Caleb’s Concepts: How to Win a Political Discourse


Caleb Garbuio, Columnist

The 2020 Democratic primaries are in full swing, and candidates need supporters. Thus, Democratic voters are obligated to research candidates and vote for the best one.
However, the Democratic primaries require constituents to research core issues and elect the candidates who address them. These voters must convince their friends and family to vote for the right candidate because if the wrong candidate is elected, Donald Trump will get reelected.
There are two types of arguments: inductive arguments and deductive arguments. Inductive arguments generalize what is seen and felt, while deductive arguments discover lesser known truths from generally accepted information.
For example, during the Nevada Democratic Debate, Michael Bloomberg told Bernie Sanders a communist will never win the presidency. This is an inductive argument, because Bloomberg feels that Sanders is a communist and a communist cannot become president.
Should anyone encounter someone who does not like Sanders on these grounds, convincing this person requires disproving Sanders being a communist.
When discussing subjective interpretations to inductive arguments, people mistakenly attack the conclusion instead of the induction.
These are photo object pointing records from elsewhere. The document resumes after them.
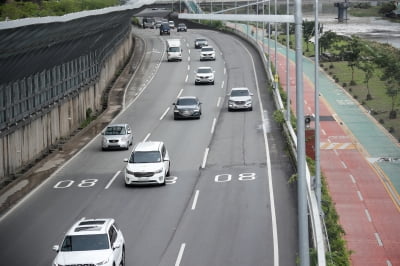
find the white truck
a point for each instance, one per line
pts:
(174, 50)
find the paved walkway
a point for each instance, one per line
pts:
(360, 162)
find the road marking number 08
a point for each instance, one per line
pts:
(82, 183)
(241, 177)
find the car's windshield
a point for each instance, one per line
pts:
(186, 102)
(115, 130)
(85, 242)
(204, 70)
(174, 49)
(240, 93)
(145, 157)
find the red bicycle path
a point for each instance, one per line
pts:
(367, 213)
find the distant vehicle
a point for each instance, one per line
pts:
(149, 23)
(200, 42)
(207, 53)
(240, 98)
(174, 50)
(92, 242)
(187, 107)
(116, 136)
(181, 27)
(204, 75)
(149, 164)
(158, 24)
(165, 29)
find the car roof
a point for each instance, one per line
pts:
(241, 88)
(91, 226)
(148, 146)
(204, 68)
(118, 125)
(187, 97)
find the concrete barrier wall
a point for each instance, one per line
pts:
(30, 141)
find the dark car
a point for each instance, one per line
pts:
(181, 27)
(200, 42)
(165, 29)
(187, 107)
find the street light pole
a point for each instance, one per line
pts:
(304, 253)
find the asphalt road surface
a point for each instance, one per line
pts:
(227, 201)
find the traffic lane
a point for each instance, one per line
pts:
(281, 166)
(226, 222)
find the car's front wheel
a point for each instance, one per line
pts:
(122, 263)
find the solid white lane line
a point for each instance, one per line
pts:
(180, 254)
(164, 114)
(359, 195)
(218, 101)
(179, 94)
(196, 196)
(269, 171)
(368, 216)
(147, 137)
(378, 239)
(213, 125)
(112, 179)
(203, 165)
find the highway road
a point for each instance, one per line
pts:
(227, 201)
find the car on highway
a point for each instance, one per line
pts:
(149, 163)
(149, 23)
(200, 42)
(91, 242)
(187, 107)
(240, 98)
(165, 29)
(116, 136)
(207, 53)
(181, 27)
(204, 75)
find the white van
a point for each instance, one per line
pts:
(174, 50)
Thus, attacking Bloomberg’s conclusion is folly because a communist cannot win the presidency. However, his argument is discredited should Sanders prove that he isn’t a communist.
It is easier to discredit inductive arguments because deductive arguments use generally accepted information to form conclusions. Thus, should deductive premises hold true, the conclusion logically follows.
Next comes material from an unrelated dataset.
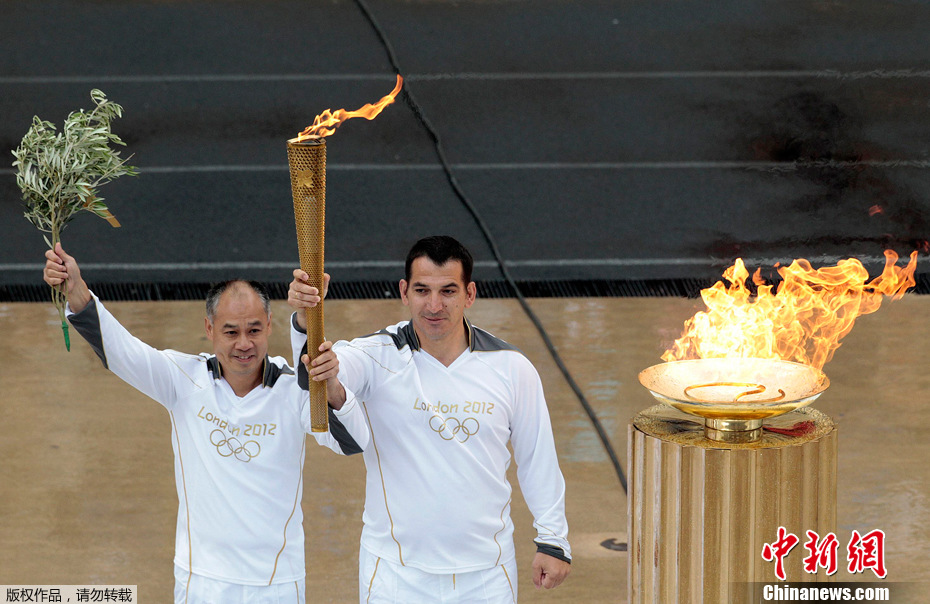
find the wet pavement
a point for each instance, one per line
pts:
(87, 493)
For example, Marxist scholars contend that humans are naturally collective. Thus, if Person A is a human, then Person A is collective. When dealing with deductive arguments, always attack the generally accepted information. Thus, to defeat Marxist arguments, one must prove humans are individualistic, not collective.
While every voter has an opinion, not all are correct. Given enough time, truth will prevail. People who are exposed to the truth must share it. Thus, the failure to explain truth properly is the fault of the person with the information.
A convincing presentation of truthful information requires knowledge pertaining to both sides of an issue. It is easy to convince an agreeing audience. However, it is impossible to convince people who disagree with you without sufficient knowledge about how others look at issues.